May 31, 2022 Kate Toogood, ATA News Staff


University of Alberta professor Carla Peck speaks at ARA after accepting the ATA’s Public Education Award.


Carla Peck may no longer be in the classroom, but she still feels like a teacher.

Peck, a professor of education, active advocate for social justice, former teacher and self-described “very vocal critic,” was one of two winners of the ATA’s Public Education Award, presented at the Annual Representative Assembly in Calgary over the May long weekend.

Peck was recognized for her tireless advocacy for curriculum and dedication to using her research in support of public education. An expert in curriculum development and social studies, Peck has actively advocated for better education around history and how social inequalities lead to injustices around the world. She has lead national and international workshops for K–12 teachers in social studies and history education, and is the director of a national research project on K–12 history education.
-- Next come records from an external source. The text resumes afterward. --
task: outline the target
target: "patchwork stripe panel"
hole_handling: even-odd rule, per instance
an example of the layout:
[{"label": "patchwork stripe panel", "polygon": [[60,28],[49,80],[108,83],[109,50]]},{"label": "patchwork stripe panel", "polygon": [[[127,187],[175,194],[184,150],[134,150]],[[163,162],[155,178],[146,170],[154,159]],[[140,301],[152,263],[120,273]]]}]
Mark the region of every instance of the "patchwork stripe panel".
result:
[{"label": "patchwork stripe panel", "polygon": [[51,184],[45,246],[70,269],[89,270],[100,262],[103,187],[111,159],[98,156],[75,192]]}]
When accepting the award, Peck noted that the current curriculum falls well short.

“Alberta’s students deserve nothing less than a world-class curriculum,” she said. “They deserve a curriculum that honours their identities, histories and interests. They deserve a curriculum that is antiracist, not rippled with racism. They deserve a curriculum that advances truth and reconciliation.

“They deserve a curriculum that challenges them, not bores them to tears with endless lists of Eurocentric facts that might help them win at Jeopardy but won’t prepare them to deal with the complex problems facing our society today and in the future.”

When accepting the award, Peck recognized the dedication of teachers to creating high-quality public education. She was quick to point out the strength of teachers, teaching assistants and administrators.

“A public education system is only as good as the people who work in and uphold it,” she said. “Teachers, administrators, educational assistants and all of the other professionals who ensure that the needs of Alberta’s children are not only met, but surpassed day in, day out.”

Peck commended the delegates for maintaining this commitment, despite what she saw as tremendous challenges to their profession and to their work.

“Even when teachers have been continuously disrespected and disparaged, and your concerns have been dismissed by a ruthless, unethical government, you kept showing up for your students and for your — for our — profession.”

“As a former elementary teacher, I can think of no greater honour than to be recognized by my teacher peers. While I may be working at the university level now, deep down, I am and always will be a teacher.” ❚

Nina Howorun accepts the Public Education Award from district representative Don Brookwell on behalf of her partner Darren Lund, who received the award posthumously for his decades of social justice advocacy.